Os equipamentos menores de combate, havendo participação em grupo, seria algo mais plausível. A formação de brigada vai merecer um grande esforço dada a carência e a inconstância da mão de obra em todo o Pantanal.
Faremos, com absoluta certeza, o melhor possível, mas sabemos que nada disso vai resolver o problema. Será apenas uma demonstração do nosso engajamento obrigatório nesse esforço decretado pelo poder público.
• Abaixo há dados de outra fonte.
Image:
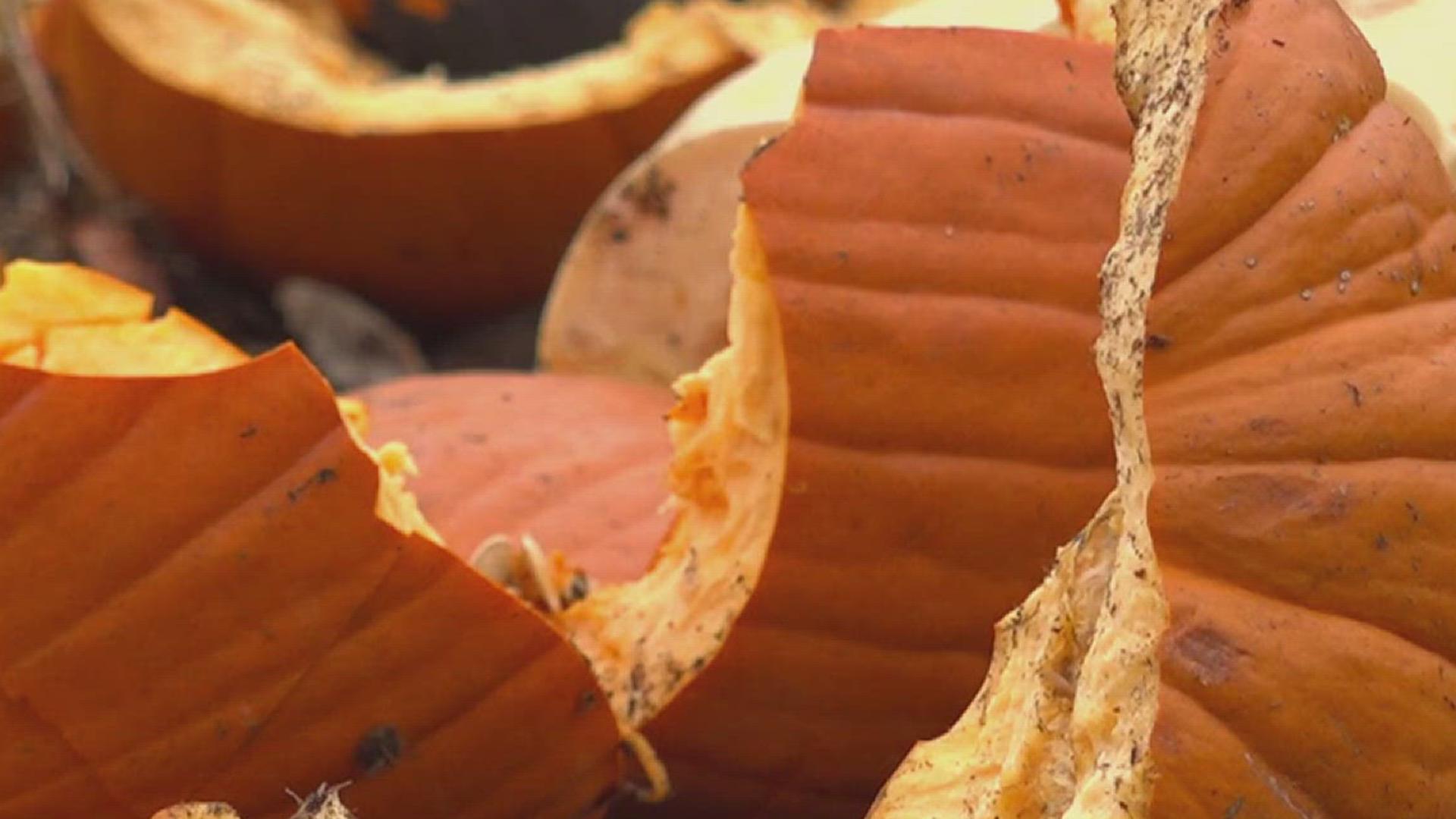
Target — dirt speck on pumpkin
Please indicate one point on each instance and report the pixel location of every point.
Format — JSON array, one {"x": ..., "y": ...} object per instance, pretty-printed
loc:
[
  {"x": 379, "y": 749},
  {"x": 325, "y": 475},
  {"x": 651, "y": 194},
  {"x": 1204, "y": 653}
]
Fogo atravessa os nossos rios todos os anos e não será o aceiro que irá impedi-lo de se alastrar onde venha ocorrer.
Como colaboração e, julgando exprimir o pensamento do pantaneiro, proponho aquilo que mais se aproximaria de um resultado razoável, que seria o investimento maciço em estradas; pistas de pouso nas margens dos rios e no interior, com postos de reabastecimento; postos avançados de guarnição de bombeiros; postos de saúde; escolas; veículos e aviões adequados; lanchas velozes; uma política ambiental que considerasse os conhecimentos científicos que definem o Pantanal como uma savana inundável e que necessita do fogo. Por fim, que os nossos saberes sejam acolhidos como algo de grande valor para a salvação do Pantanal.
Isto posto, digam-me, senhores e senhoras, este paraíso vale isso ou não?